Uganda passes bill making it a crime to identify as LBGTQ

by Jacob Fuller

Matt Bush, FISM News

Lawmakers in Uganda overwhelmingly passed a bill that would make it a crime to identify as LBGTQ and would give authorities in the country broad powers to target Ugandans who are gay.

The legislation was presented to a packed parliament late Tuesday in Kampala, the Ugandan capital, where 389 legislators were present and almost all of them voted in favor of the legislation that is expected to be signed into law by President Yoweri Museveni.

“Congratulations,” said Speaker Anita Among after the vote. “Whatever we are doing, we are doing it for the people of Uganda.”

Homosexuality was already illegal in Uganda and has been since British colonial times. Even before this measure, the U.S. State Department issued this warning about traveling to Uganda:

Consensual same-sex sexual relations are criminalized in Uganda. Social acceptance of homosexuality remains very low. LGBTI individuals or suspected LGBTI individuals could face harassment, imprisonment, blackmail, and violence.

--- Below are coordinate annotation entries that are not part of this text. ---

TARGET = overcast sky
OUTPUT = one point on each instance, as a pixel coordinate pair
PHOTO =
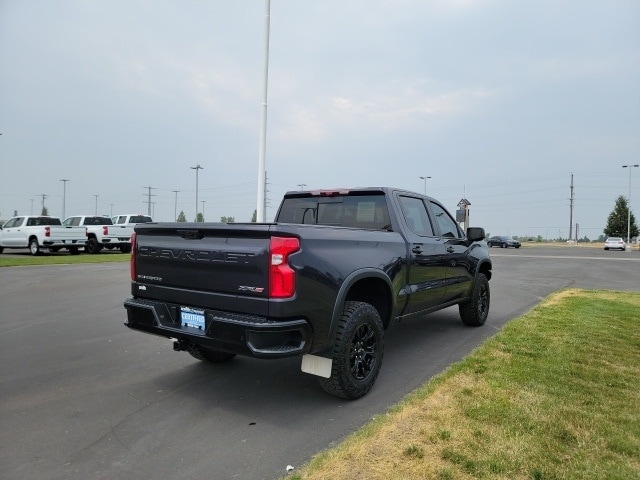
(498, 101)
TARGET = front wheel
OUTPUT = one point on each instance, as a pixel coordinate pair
(93, 246)
(474, 312)
(34, 248)
(357, 352)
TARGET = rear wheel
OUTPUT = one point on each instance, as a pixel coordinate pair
(210, 355)
(357, 352)
(93, 246)
(34, 248)
(475, 311)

ILLEGAL TO IDENTIFY AS LGBTQ

This new legislation will make things much worse for those who practice homosexuality. According to NBC News, it is the first nation to make even identifying as LBGTQ illegal and it will add much harsher punishments.

While same-sex activity is already punishable by life imprisonment, the bill would create an offense of “attempted homosexuality” that is punishable by up to 10 years in prison. A person can be charged with attempted homosexuality if they simply identify as LBGTQ.

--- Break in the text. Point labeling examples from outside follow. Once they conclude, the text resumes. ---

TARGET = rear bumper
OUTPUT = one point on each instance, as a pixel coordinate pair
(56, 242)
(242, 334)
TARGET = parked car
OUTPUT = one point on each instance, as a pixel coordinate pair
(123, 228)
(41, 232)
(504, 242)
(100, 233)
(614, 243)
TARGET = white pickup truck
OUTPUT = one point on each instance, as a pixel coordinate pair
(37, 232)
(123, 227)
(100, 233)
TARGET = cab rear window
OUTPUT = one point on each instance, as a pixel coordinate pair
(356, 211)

“One of the most extreme features of this new bill is that it criminalizes people simply for being who they are as well as further infringing on the rights to privacy, and freedoms of expression and association that are already compromised in Uganda,” Oryem Nyeko, a Human Rights Watch researcher in Uganda, said.

Another new offense that this bill would create is the charge of “aggravated homosexuality.” Aggravated homosexuality has to do with sexual relations among those infected with HIV, sexual encounters with minors, and others. According to NPR and other sources, charges of aggravated homosexuality can carry the death penalty.

BACKLASH FROM DC

Condemnation of the bill from the international community has been swift. Secretary of State Anthony Blinken tweeted, “The Anti-Homosexuality Act passed by the Ugandan Parliament yesterday would undermine fundamental human rights of all Ugandans and could reverse gains in the fight against HIV/AIDS.”

National Security Council spokesman John Kirby said the U.S. may look to enact a response.

“We would have to take a look at whether or not there might be repercussions that we would have to take, perhaps in an economic way, should this law actually get passed and enacted,” Kirby said. “Financial repercussions would be really unfortunate because so much of the economic assistance that we provide is health assistance.”

UNDETERRED BY FOREIGN INFLUENCE

Lawmakers in the nation seem unwilling to bend to international pressure, and some believe it was international pressure that led to the bill being introduced in the first place.

“Our creator God is happy [about] what is happening. … I support the bill to protect the future of our children,” said lawmaker David Bahati. “This is about the sovereignty of our nation. Nobody should blackmail us. Nobody should intimidate us.”

In a recent speech, President Museveni accused some unnamed western nations, presumably the U.S. among them, of “trying to impose their practices on other people.” This bill is, at least to some extent, a response to that outward pressure.

“From the very start, this whole bill coming into Uganda was because of, for example, American evangelicals who would come to Uganda. And what’s happening in Uganda is not just in isolation,” Ugandan LGBTQ activist Richard Lusimbo told NPR.

Homosexuality is criminalized in 30 of 54 African nations, but this would be the first law to punish a person for who they identify as rather than what they have done.